Socio-Economic Rights and Accountability Project (SERAP) has sent an open letter to President Muhammadu Buhari. In the open letter, SERAP requested him to “use your good offices and leadership position to instruct the military authorities to immediately end any monitoring of activities of Nigerians on the social media.
The letter was dated 25 August 2017 and signed by SERAP deputy director Timothy Adewale the organization. According to Vanguard, n the letter, the body expressed “serious concern that any monitoring of Nigerians on social media by the military authorities would directly violate the constitutionally and internationally guaranteed rights to freedom of expression and privacy online.
“Instructing the military to end any such monitoring would help your government to defend and keep to its oft-repeated commitment to human rights, transparency and accountability.” The organization’s letter followed reported statement by the Director of Defence Information, Major-General John Enenche that the activities of Nigerians on the social media are now being monitored for hate speech, anti-government and anti-security information by the military.
The organization’s letter said in part: “Monitoring of the social media by the military is neither necessary nor proportionate, and could portray your government as working to control the political and social media space. “Classifying legitimate exercise of freedom of expression as ‘hate speech’ is counter-productive, In exercise of their rights to freedom of expression and privacy, Nigerians should be allowed to speak truth to power and stand up for their rights.
“Monitoring Nigerians on social media would criminalize their freedom and the activity of journalists that are critical of the government and censor the media from reporting on sensitive and critical information that is relevant to the public interest but controversial to the government. “It would have a chilling effect on media activities in Nigeria, and pose a serious threat to the ability of Nigerians to meaningfully participate in their own government.”
“To monitor Nigerians’ access to social media solely on the basis that it may be used to express views critical of the government or the political social system espoused by the government is entirely incompatible and inconsistent with constitutional guarantees and Nigeria’s international human rights obligations and commitments.” “SERAP notes that protecting critical expression on the Internet is the standard by which governments are now held to be considered genuinely democratic.

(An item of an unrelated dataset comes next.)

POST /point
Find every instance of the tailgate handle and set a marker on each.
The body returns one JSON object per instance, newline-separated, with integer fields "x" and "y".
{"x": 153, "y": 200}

“Nigerians should therefore be allowed to discuss government policies and engage in political debate; report on corruption in government; and exercise their right to expression of opinion and dissent. “While we recognize the obligation to protect against hate speech that constitutes incitement to hostility, discrimination or violence, this should not be used as a pretext to clampdown on legitimate exercise of the right to freedom of expression that does not constitute incitement to discrimination, hostility or violence.”
Meanwhile, Naijaloaded earlier reported that he federal government has dismissed reports circulating on the social media that it has mandated that ministry of interior to monitor and record all phone calls and social media posts made by citizens. The minister of information and culture, Lai Mohammed, described the reports as false and misleading.